• Dentist
  • Dentist

Archived: Pearldent Dental Surgery

442 Buxton Road, Stockport, Cheshire, SK2 7JB (0161) 483 3408

Provided and run by:
Mrs. Jasbir Kaur Paik

Important: The provider of this service changed. See new profile

All Inspections

To Be Confirmed

During a routine inspection

We carried out an announced comprehensive inspection on 22 December 2015 to ask the practice the following key questions; Are services safe, effective, caring, responsive and well-led?

Our findings were:

Are services safe?

We found that this practice was providing safe care in accordance with the relevant regulations.

Are services effective?

We found that this practice was providing effective care in accordance with the relevant regulations.

Are services caring?

We found that this practice was providing caring services in accordance with the relevant regulations.

Are services responsive?

We found that this practice was providing responsive care in accordance with the relevant regulations.

Are services well-led?

We found that this practice was providing well-led care in accordance with the relevant regulations.

Background

The practice is operated by Mrs. Jasbir Kaur Paik and is situated in Stockport. The practice provides NHS and private dental care and treatment for its patient population. Dental care and treatment was provided by four dentists and a dental implantologist. The dentists were supported by the practice team comprising of the practice manager, five dental nurses/receptionists and two dental therapists. The practice is open Monday to Friday 9am to 5pm.

We spoke with two patients who used the service on the day of our inspection and reviewed 50 CQC comment cards that had been completed by patients prior to the inspection. The patients we spoke with were very complimentary about the service. They told us they found the staff to be professional, supportive, informative and welcoming. They also said they were treated with dignity and respect. The comments on the CQC comment cards were also very positive about the practice team and the service provided.

Our key findings were:

• There were systems in place for staff to report and learn from incidents. There were sufficient staff on duty to deliver the service. There was enough equipment available for staff to undertake their duties and all equipment had been regularly checked/serviced. Systems were in place to minimise risk including procedures and processes to prevent infections, manage emergencies and safeguard people using the service.

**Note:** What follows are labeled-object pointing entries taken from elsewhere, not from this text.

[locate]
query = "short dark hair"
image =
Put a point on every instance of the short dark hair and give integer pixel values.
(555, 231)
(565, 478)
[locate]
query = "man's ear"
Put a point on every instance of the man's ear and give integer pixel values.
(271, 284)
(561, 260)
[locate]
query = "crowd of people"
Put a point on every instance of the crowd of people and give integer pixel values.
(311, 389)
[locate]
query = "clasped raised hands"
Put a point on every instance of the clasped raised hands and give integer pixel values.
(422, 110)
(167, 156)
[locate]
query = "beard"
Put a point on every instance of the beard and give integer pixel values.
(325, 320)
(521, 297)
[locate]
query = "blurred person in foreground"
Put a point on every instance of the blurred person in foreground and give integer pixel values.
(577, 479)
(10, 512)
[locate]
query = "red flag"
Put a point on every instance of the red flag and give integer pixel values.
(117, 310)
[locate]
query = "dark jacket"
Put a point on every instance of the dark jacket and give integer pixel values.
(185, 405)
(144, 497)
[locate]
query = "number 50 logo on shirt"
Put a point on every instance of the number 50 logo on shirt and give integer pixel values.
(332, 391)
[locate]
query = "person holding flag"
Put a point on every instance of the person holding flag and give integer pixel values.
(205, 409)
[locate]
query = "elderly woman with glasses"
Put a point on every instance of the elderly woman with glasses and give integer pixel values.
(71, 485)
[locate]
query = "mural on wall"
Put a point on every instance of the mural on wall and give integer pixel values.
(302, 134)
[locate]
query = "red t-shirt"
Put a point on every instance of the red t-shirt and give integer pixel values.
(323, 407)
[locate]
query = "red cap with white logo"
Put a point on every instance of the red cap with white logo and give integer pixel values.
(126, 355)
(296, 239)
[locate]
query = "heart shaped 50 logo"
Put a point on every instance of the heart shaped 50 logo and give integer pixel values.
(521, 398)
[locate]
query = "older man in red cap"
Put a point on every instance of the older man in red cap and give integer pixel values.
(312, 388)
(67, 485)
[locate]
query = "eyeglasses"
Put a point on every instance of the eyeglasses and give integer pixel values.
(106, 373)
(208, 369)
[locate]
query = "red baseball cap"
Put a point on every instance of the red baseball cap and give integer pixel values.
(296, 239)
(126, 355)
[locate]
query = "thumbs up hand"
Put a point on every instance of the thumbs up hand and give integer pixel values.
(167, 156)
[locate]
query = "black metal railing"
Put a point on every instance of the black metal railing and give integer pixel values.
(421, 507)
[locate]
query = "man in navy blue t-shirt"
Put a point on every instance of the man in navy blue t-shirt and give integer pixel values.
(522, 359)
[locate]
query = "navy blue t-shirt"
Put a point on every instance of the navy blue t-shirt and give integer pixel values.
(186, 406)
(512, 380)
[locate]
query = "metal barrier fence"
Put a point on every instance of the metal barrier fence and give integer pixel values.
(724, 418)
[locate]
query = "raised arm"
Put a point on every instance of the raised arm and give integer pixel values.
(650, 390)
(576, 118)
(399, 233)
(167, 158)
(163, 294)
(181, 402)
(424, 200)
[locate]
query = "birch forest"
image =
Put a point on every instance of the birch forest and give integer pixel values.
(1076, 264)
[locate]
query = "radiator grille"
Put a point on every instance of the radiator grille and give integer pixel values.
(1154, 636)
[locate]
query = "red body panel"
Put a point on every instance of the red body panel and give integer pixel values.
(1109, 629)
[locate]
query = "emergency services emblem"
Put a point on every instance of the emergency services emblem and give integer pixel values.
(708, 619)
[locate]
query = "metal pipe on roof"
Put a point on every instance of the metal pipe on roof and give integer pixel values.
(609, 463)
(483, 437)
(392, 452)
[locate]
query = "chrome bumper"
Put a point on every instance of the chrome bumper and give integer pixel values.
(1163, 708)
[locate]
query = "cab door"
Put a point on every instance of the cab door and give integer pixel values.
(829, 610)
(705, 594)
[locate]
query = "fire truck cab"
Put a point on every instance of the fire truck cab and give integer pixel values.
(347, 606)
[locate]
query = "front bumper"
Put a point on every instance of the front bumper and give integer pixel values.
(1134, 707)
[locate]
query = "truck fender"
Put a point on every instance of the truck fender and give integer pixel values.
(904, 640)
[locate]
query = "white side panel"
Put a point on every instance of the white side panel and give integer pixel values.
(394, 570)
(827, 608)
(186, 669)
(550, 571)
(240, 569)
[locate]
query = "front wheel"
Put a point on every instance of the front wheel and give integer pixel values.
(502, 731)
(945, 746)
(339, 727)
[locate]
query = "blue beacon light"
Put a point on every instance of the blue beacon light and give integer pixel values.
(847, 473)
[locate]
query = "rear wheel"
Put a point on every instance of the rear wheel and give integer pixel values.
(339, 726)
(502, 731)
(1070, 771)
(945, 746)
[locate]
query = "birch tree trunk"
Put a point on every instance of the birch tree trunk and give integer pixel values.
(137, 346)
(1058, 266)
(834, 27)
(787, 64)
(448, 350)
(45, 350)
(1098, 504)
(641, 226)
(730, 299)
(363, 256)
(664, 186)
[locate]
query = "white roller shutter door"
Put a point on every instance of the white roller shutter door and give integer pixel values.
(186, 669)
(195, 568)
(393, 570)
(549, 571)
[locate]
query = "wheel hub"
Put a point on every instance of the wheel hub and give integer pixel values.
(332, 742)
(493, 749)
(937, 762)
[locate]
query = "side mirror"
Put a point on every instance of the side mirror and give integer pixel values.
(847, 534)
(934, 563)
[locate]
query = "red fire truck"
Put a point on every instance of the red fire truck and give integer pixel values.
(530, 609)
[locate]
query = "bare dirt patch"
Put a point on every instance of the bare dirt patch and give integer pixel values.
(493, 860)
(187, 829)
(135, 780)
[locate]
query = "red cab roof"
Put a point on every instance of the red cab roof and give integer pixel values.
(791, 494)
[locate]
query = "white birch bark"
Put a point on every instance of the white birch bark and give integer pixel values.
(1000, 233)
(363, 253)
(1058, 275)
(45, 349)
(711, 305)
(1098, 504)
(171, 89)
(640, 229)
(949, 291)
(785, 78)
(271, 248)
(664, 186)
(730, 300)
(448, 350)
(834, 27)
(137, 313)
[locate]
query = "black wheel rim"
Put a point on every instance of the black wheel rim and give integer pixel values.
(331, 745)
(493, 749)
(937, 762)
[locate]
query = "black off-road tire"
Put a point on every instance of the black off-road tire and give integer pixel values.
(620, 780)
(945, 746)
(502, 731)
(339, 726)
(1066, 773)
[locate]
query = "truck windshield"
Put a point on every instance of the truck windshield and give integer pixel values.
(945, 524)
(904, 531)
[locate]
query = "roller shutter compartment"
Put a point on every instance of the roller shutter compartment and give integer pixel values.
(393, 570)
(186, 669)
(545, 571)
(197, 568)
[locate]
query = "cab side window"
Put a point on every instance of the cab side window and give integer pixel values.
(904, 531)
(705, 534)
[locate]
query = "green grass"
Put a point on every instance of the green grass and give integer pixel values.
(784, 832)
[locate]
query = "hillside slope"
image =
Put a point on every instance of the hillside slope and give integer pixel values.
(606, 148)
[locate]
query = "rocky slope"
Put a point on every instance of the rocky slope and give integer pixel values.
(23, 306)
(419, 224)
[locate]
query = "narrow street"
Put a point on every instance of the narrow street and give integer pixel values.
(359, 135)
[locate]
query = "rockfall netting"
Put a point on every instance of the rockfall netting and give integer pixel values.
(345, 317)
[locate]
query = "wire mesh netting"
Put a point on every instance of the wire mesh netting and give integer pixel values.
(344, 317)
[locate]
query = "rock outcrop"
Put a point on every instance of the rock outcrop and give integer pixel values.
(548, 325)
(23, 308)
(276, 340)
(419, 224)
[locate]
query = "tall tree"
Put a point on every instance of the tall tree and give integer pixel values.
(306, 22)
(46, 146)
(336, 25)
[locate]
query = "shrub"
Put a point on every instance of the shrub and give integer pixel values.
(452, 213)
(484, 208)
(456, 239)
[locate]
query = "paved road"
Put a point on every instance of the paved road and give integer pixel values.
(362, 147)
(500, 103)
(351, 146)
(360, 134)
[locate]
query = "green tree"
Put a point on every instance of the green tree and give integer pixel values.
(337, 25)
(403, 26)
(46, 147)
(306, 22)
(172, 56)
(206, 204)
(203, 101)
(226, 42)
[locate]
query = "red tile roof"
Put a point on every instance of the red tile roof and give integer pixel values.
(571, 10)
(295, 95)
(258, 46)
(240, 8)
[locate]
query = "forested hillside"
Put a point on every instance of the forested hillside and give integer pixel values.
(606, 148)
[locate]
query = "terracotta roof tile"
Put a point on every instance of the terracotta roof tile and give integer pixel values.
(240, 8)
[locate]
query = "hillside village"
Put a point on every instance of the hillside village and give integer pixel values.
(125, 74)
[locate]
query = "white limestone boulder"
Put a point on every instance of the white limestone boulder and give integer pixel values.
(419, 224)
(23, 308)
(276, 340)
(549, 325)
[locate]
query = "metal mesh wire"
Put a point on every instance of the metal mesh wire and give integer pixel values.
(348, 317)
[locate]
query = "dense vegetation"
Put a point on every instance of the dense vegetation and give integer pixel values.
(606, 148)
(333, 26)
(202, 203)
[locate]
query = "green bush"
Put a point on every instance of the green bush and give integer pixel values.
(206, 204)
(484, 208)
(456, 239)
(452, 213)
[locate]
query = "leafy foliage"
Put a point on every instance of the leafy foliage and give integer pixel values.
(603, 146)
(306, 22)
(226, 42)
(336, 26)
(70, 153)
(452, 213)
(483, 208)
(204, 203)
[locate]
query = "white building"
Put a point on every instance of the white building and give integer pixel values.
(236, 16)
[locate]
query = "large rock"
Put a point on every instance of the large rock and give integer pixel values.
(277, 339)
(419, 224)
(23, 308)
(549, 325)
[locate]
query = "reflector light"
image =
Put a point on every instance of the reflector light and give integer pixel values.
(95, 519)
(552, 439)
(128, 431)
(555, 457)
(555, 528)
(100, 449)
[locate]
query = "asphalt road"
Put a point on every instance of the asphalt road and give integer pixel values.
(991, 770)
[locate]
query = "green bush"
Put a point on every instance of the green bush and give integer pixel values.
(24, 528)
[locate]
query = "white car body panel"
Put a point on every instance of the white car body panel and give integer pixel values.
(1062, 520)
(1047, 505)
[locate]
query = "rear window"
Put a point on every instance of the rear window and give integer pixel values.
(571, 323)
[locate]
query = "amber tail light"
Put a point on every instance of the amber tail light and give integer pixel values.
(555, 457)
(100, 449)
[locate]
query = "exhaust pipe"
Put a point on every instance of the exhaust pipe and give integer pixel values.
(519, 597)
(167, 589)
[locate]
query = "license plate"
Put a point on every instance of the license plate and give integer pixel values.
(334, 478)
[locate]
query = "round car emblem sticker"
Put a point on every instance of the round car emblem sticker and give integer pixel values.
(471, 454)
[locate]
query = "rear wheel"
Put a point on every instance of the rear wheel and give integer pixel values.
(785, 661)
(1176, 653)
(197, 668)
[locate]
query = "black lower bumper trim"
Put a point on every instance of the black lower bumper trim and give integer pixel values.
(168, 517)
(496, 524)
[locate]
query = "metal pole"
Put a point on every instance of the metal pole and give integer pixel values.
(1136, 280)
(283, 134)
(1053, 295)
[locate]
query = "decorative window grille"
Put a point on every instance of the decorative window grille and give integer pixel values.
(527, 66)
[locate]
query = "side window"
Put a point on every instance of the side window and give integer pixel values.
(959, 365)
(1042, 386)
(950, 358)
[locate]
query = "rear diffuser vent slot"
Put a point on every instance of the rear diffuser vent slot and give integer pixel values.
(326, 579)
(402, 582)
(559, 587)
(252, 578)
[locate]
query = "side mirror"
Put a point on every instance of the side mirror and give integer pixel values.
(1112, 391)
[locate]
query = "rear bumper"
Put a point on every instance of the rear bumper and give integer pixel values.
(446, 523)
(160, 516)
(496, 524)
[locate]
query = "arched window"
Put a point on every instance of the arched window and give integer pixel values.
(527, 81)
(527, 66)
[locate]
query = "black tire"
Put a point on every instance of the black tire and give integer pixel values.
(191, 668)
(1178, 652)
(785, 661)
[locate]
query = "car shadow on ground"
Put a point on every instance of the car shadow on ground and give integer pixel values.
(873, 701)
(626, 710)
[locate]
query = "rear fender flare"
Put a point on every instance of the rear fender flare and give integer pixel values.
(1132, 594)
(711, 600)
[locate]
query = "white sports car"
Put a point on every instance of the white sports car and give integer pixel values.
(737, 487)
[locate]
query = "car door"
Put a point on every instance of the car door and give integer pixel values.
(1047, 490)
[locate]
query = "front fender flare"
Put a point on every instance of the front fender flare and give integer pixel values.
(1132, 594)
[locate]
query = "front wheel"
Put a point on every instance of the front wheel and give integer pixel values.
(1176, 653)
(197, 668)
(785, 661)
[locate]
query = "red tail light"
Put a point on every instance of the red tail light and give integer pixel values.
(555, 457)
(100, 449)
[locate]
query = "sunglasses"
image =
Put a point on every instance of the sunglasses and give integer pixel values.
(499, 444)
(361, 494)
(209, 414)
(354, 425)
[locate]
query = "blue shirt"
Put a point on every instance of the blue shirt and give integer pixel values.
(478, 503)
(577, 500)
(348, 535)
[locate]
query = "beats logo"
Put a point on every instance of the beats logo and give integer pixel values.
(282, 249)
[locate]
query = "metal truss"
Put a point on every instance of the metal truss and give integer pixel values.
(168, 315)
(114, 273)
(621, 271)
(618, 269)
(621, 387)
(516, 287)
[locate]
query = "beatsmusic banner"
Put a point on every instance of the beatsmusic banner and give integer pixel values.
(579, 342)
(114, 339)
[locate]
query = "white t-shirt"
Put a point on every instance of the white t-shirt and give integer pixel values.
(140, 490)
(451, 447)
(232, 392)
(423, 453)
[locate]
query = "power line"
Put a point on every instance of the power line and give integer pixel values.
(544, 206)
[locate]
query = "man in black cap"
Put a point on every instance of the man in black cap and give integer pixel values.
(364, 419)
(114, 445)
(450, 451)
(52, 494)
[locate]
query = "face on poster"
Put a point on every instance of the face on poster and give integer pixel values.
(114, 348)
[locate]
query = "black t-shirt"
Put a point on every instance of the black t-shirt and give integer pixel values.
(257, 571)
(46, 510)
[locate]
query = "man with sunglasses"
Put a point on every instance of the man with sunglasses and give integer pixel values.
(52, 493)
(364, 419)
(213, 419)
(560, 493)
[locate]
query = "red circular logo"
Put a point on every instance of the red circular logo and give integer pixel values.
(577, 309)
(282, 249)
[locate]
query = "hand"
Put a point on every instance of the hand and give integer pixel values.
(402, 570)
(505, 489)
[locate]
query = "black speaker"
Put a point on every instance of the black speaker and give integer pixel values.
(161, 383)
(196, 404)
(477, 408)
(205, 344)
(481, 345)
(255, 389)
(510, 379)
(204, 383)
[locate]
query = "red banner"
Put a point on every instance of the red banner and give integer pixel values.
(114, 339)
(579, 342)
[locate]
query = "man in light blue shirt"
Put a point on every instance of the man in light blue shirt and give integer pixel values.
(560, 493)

• Patients needs were assessed and dental care and treatment was planned and delivered in line with current guidance and best practice. This included the promotion of good oral health. We saw evidence staff had received training appropriate to their roles and further training needs were identified and planned through the appraisal process. Arrangements were in place to refer patients to specialist dental services where required. Staff clearly understood the importance of obtaining informed consent from patients and how to support patients who may lack the capacity to provide informed consent.

• The patients we spoke with and all the comment cards we reviewed indicated that patients were consistently treated with kindness and respect by staff. We were told that communication with patients and their families and access to the service and to the dentists, was good. Patients reported good access to the practice with same day emergency appointments being available when required.

• The practice had procedures in place to take into account, respond to and learn from patient’s comments, concerns or complaints.

• A clear management structure was in operation. The quality assurance and governance arrangements ensure that responsibilities are clear, quality and performance are regularly considered, and risks are identified, understood and managed. Staff told us that the provider valued their involvement and that their views are reflected in the planning and delivery of the service.

There was one area where the provider could make improvements and should:

Whilst action was being taken to minimise the risk from legionella no record was maintained reflecting the outcome of monthly checks of hot water temperatures at the practice (as identified in the legionella risk assessment). The provider should ensure such a record is maintained to maximise protection from legionella.